For evidence to be considered "important explanatory evidence" under gateway (c), the "court or jury would find it impossible or difficult to understand other evidence in the case" if they were not able to consider it, and "its value for understanding the case as a whole is substantial".

Relevance to an "important matter in issue between the defendant and the prosecution" (under gateway (d)) can include the defendant's "propensity to commit offences of the kind with which he is charged, except where his having such a propensity makes it no more likely that he is guilty of the offence", and the defendant's "propensity to be untruthful". But it may also apply when it is relevant for reasons beyond propensity.

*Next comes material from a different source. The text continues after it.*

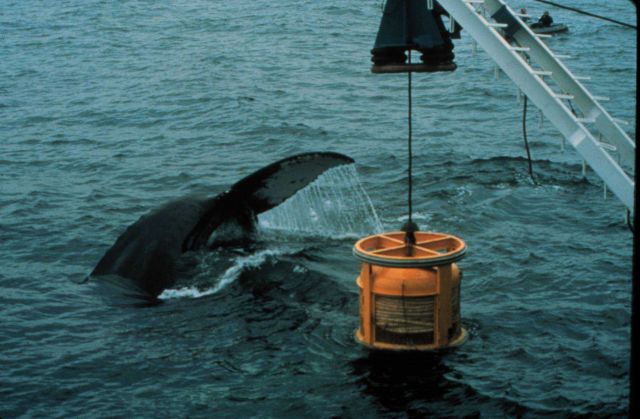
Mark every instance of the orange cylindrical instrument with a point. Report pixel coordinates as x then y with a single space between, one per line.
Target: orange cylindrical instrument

For instance, if a defendant had stated they were reluctant to use a gun, a previous conviction involving the use of firearms may be considered an "important matter in issue" in the case.

==Exclusion of bad character evidence==
The Criminal Justice Act does provide a specific provision for the exclusion of bad character evidence, where it may be excluded if it appears to the court that the admission of the evidence would have such an adverse effect on the fairness of the proceedings that the court ought not to admit it. Essentially, bad character evidence may be excluded on the grounds of unfairness.

The language of the Criminal Justice Act mirrors that of section 78 PACE 1984, with the difference of PACE stating that courts 'may' exclude evidence where its admission would be unfair, whilst the Criminal Justice Act states courts 'must' exclude such evidence. This may provide stronger protections for defendants where the language of the statute is imperative.

In addition to the statutory tests for exclusion of bad character evidence the power to exclude evidence under section 78 PACE 1984 Police and Criminal Evidence Act 1984 is not affected by the Criminal Justice Act 2003 provisions (House of Lords, Hansard, 19 November 2003, Col. 1988). Both provisions exist alongside one another.

== Criticisms ==
Academic commentators have criticized the use of the phrase "reprehensible behaviour" in section 112 of the Criminal Justice Act 2003. This language has not featured in any UK statute law before, and as such its interpretation has led to some inconsistent case law, where courts are subjectively interpreting whether evidence qualifies as "reprehensible behaviour" without clear precedent.

This language was introduced into the Act as it progressed through Parliament, with the original Law Commission Paper instead proposing that a reasonable person test, commonly featured in law in England and Wales, be used.